The Cost to the Second Republic
At a time when Zimbabweans are facing high prices, power cuts, job losses, and food insecurity, the image of a politically connected elite living large is deeply damaging. Lavish lifestyles, foreign trips, helicopters, and luxury vehicles linked to empowerment funds destroy the moral case of the Second Republic.
What was meant to build loyalty is now creating resentment. Genuine party cadres feel sidelined. Provinces feel manipulated. The public sees hypocrisy.
For President Mnangagwa, Tungwarara was meant to be an asset — a mobiliser, a financier, a delivery man. He has become a political poison pill.
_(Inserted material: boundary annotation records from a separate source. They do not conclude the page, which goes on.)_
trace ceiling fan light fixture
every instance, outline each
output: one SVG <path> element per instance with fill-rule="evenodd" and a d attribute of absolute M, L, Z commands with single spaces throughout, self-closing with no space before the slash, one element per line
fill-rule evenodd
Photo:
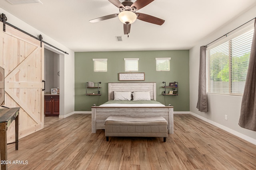
<path fill-rule="evenodd" d="M 131 11 L 124 11 L 119 13 L 118 18 L 123 23 L 130 24 L 134 22 L 136 20 L 137 15 Z"/>

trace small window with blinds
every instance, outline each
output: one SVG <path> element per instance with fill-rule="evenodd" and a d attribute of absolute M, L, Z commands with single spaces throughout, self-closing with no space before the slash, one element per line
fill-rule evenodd
<path fill-rule="evenodd" d="M 232 36 L 206 50 L 208 92 L 242 95 L 247 73 L 253 29 Z"/>
<path fill-rule="evenodd" d="M 170 58 L 156 58 L 156 71 L 170 71 Z"/>
<path fill-rule="evenodd" d="M 107 59 L 93 59 L 94 71 L 94 72 L 106 72 L 108 71 Z"/>
<path fill-rule="evenodd" d="M 124 60 L 125 71 L 139 71 L 139 59 L 125 58 Z"/>

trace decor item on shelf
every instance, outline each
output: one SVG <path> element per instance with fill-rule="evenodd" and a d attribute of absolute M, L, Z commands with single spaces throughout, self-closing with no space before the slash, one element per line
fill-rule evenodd
<path fill-rule="evenodd" d="M 54 88 L 51 89 L 51 94 L 57 94 L 58 88 Z"/>
<path fill-rule="evenodd" d="M 163 83 L 164 83 L 164 94 L 165 94 L 165 92 L 166 91 L 166 82 L 162 82 Z"/>
<path fill-rule="evenodd" d="M 92 87 L 94 86 L 94 83 L 92 82 L 88 82 L 88 87 Z"/>
<path fill-rule="evenodd" d="M 152 0 L 137 0 L 133 3 L 131 0 L 125 0 L 122 3 L 118 0 L 111 0 L 109 1 L 119 9 L 119 13 L 114 14 L 93 20 L 90 22 L 96 22 L 118 17 L 120 21 L 124 23 L 124 33 L 128 35 L 131 29 L 131 24 L 136 19 L 154 24 L 162 25 L 164 20 L 143 13 L 136 12 L 152 2 Z"/>

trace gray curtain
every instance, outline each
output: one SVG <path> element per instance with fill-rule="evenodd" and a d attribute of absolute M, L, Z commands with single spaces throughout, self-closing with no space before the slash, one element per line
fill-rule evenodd
<path fill-rule="evenodd" d="M 256 131 L 256 19 L 238 125 Z"/>
<path fill-rule="evenodd" d="M 201 111 L 208 111 L 206 94 L 206 46 L 200 47 L 200 64 L 198 82 L 198 98 L 196 108 Z"/>

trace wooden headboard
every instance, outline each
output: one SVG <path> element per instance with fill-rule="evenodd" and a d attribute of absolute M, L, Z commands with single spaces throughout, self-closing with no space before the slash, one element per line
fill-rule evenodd
<path fill-rule="evenodd" d="M 108 100 L 114 100 L 114 92 L 150 92 L 151 100 L 156 100 L 155 82 L 108 83 Z"/>

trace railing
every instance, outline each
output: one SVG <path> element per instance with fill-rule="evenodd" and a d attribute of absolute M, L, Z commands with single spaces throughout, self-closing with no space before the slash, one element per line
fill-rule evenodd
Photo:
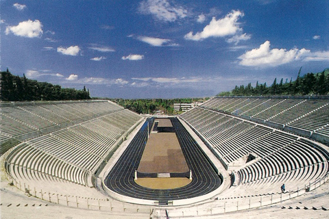
<path fill-rule="evenodd" d="M 144 206 L 120 203 L 114 200 L 111 201 L 110 197 L 108 198 L 97 198 L 48 192 L 41 188 L 30 187 L 27 183 L 17 181 L 5 171 L 3 172 L 11 185 L 16 187 L 20 190 L 35 198 L 52 203 L 71 207 L 107 211 L 144 213 L 147 214 L 150 214 L 152 211 L 151 207 L 147 208 Z"/>
<path fill-rule="evenodd" d="M 216 198 L 212 202 L 197 205 L 193 208 L 167 209 L 167 213 L 170 218 L 174 218 L 189 216 L 206 217 L 227 212 L 250 209 L 278 203 L 305 194 L 306 192 L 312 191 L 324 184 L 328 179 L 329 175 L 327 174 L 324 177 L 305 185 L 304 188 L 297 188 L 296 190 L 263 195 L 250 195 L 247 197 Z"/>

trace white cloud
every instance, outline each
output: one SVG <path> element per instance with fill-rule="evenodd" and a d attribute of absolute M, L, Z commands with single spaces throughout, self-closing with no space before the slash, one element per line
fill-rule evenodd
<path fill-rule="evenodd" d="M 47 30 L 45 34 L 50 34 L 51 35 L 55 35 L 55 31 L 51 31 L 51 30 Z"/>
<path fill-rule="evenodd" d="M 49 70 L 27 70 L 25 73 L 25 75 L 27 77 L 32 78 L 32 79 L 35 79 L 35 78 L 38 78 L 41 76 L 45 76 L 45 75 L 58 77 L 64 77 L 64 75 L 60 73 L 47 73 L 47 72 L 49 72 Z"/>
<path fill-rule="evenodd" d="M 77 75 L 71 74 L 70 75 L 70 76 L 69 76 L 69 77 L 66 77 L 65 79 L 68 81 L 76 81 L 77 80 Z"/>
<path fill-rule="evenodd" d="M 304 61 L 329 61 L 329 51 L 317 51 L 309 53 Z"/>
<path fill-rule="evenodd" d="M 206 16 L 204 14 L 201 14 L 197 16 L 197 21 L 198 23 L 204 23 L 206 21 Z"/>
<path fill-rule="evenodd" d="M 114 27 L 110 26 L 110 25 L 101 25 L 100 27 L 101 29 L 114 29 Z"/>
<path fill-rule="evenodd" d="M 58 53 L 68 55 L 77 55 L 80 50 L 81 49 L 78 46 L 71 46 L 67 48 L 60 47 L 57 48 L 57 51 Z"/>
<path fill-rule="evenodd" d="M 236 45 L 241 40 L 247 40 L 251 38 L 250 34 L 243 34 L 241 35 L 234 35 L 226 41 L 228 41 L 228 42 L 234 42 Z"/>
<path fill-rule="evenodd" d="M 123 79 L 122 78 L 118 78 L 117 79 L 114 79 L 114 82 L 115 84 L 119 84 L 119 85 L 125 85 L 129 83 L 128 81 L 127 81 L 125 79 Z"/>
<path fill-rule="evenodd" d="M 143 58 L 144 58 L 143 55 L 137 55 L 137 54 L 130 54 L 127 56 L 122 57 L 122 60 L 134 60 L 134 61 L 141 60 L 143 60 Z"/>
<path fill-rule="evenodd" d="M 56 40 L 49 38 L 48 37 L 47 38 L 45 38 L 45 40 L 50 42 L 58 42 Z"/>
<path fill-rule="evenodd" d="M 71 75 L 66 78 L 65 83 L 79 83 L 79 84 L 95 84 L 95 85 L 118 85 L 123 86 L 128 84 L 129 82 L 122 78 L 118 79 L 107 79 L 103 77 L 84 77 L 79 79 L 77 75 Z M 63 81 L 64 82 L 64 81 Z"/>
<path fill-rule="evenodd" d="M 38 20 L 22 21 L 17 26 L 8 26 L 5 34 L 10 32 L 16 36 L 27 38 L 40 37 L 42 35 L 42 25 Z"/>
<path fill-rule="evenodd" d="M 88 48 L 102 53 L 115 52 L 115 50 L 111 47 L 99 46 L 95 44 L 93 44 L 91 47 Z"/>
<path fill-rule="evenodd" d="M 187 16 L 187 10 L 170 3 L 167 0 L 145 0 L 141 2 L 139 11 L 151 14 L 162 21 L 173 22 Z"/>
<path fill-rule="evenodd" d="M 136 82 L 134 81 L 130 84 L 131 86 L 135 87 L 135 88 L 145 88 L 149 86 L 149 83 L 147 82 Z"/>
<path fill-rule="evenodd" d="M 197 32 L 194 35 L 193 31 L 191 31 L 186 34 L 184 38 L 186 40 L 202 40 L 209 37 L 225 37 L 238 34 L 243 31 L 242 28 L 239 27 L 238 20 L 243 16 L 243 12 L 239 10 L 232 10 L 221 19 L 216 20 L 214 16 L 202 31 Z"/>
<path fill-rule="evenodd" d="M 101 60 L 106 60 L 106 57 L 101 56 L 101 57 L 95 57 L 91 58 L 90 60 L 101 61 Z"/>
<path fill-rule="evenodd" d="M 134 77 L 133 80 L 156 82 L 159 83 L 197 83 L 202 80 L 199 77 Z"/>
<path fill-rule="evenodd" d="M 139 40 L 148 43 L 153 47 L 161 47 L 164 44 L 167 44 L 171 41 L 169 39 L 162 39 L 162 38 L 157 38 L 154 37 L 143 36 L 138 36 L 137 38 Z"/>
<path fill-rule="evenodd" d="M 308 55 L 309 50 L 293 49 L 269 49 L 270 42 L 266 41 L 259 48 L 245 52 L 239 57 L 239 64 L 246 66 L 276 66 Z"/>
<path fill-rule="evenodd" d="M 18 3 L 15 3 L 14 5 L 12 5 L 16 9 L 17 9 L 19 11 L 21 11 L 24 10 L 24 8 L 26 8 L 25 5 L 21 5 L 19 4 Z"/>
<path fill-rule="evenodd" d="M 50 50 L 53 50 L 53 47 L 43 47 L 43 50 L 45 50 L 45 51 L 50 51 Z"/>

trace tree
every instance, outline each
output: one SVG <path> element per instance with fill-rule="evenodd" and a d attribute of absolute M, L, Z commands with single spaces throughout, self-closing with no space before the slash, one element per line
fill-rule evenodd
<path fill-rule="evenodd" d="M 324 75 L 324 70 L 318 77 L 315 90 L 316 90 L 316 93 L 320 95 L 326 94 L 327 92 L 326 90 L 326 77 Z"/>
<path fill-rule="evenodd" d="M 272 95 L 276 94 L 278 84 L 276 84 L 276 77 L 274 79 L 274 81 L 273 81 L 272 85 L 271 86 L 270 92 Z"/>

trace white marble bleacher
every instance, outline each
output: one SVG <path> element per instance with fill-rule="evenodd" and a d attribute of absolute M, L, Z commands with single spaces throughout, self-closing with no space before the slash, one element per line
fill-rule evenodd
<path fill-rule="evenodd" d="M 254 117 L 260 118 L 264 120 L 268 120 L 273 116 L 276 116 L 278 114 L 293 107 L 293 106 L 300 104 L 304 101 L 302 99 L 281 99 L 282 101 L 278 102 L 277 104 L 266 109 L 260 114 L 256 114 Z"/>
<path fill-rule="evenodd" d="M 267 99 L 250 99 L 250 103 L 241 106 L 240 108 L 235 110 L 232 112 L 232 114 L 235 115 L 245 115 L 247 112 L 252 110 L 254 108 L 257 107 L 258 105 L 263 104 L 264 103 L 269 101 Z"/>
<path fill-rule="evenodd" d="M 38 129 L 19 120 L 9 115 L 0 113 L 1 133 L 11 138 L 19 137 L 30 133 L 38 132 Z"/>
<path fill-rule="evenodd" d="M 223 142 L 217 148 L 226 151 L 223 154 L 223 158 L 227 160 L 228 163 L 252 152 L 259 155 L 259 150 L 256 150 L 256 149 L 254 150 L 253 146 L 259 147 L 260 144 L 263 142 L 261 140 L 272 132 L 273 130 L 271 129 L 260 125 L 255 125 L 252 129 Z"/>
<path fill-rule="evenodd" d="M 329 125 L 315 131 L 317 133 L 320 133 L 324 136 L 329 136 Z"/>
<path fill-rule="evenodd" d="M 289 127 L 295 127 L 310 131 L 314 131 L 329 125 L 329 103 L 312 111 L 305 116 L 302 116 L 287 124 Z"/>
<path fill-rule="evenodd" d="M 31 111 L 33 110 L 38 115 L 45 118 L 47 117 L 47 119 L 57 124 L 69 123 L 73 120 L 68 118 L 67 115 L 69 115 L 69 112 L 56 107 L 56 105 L 43 105 L 34 107 L 32 107 L 32 106 L 25 106 L 25 107 L 27 107 L 32 108 L 30 110 Z M 75 119 L 77 119 L 77 118 L 75 118 Z"/>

Silence or continued protection only deepens the problem. It sends a message that rules do not apply to those close to power. That message weakens the party, emboldens factions, and erodes the President’s grip.
A Test of Leadership
This is no longer about one advisor. It is about whether the President is willing to protect the integrity of his office, enforce discipline, and put the party above individuals.
Zimbabweans are watching. ZANU-PF members are watching. History is watching.
Loyalty to the President cannot mean defending excess, indiscipline, and greed. Sometimes loyalty means removing the problem before it consumes everything around it.
If the Second Republic is to survive with credibility, figures who weaken it from within must be confronted — no matter how close they sit to power.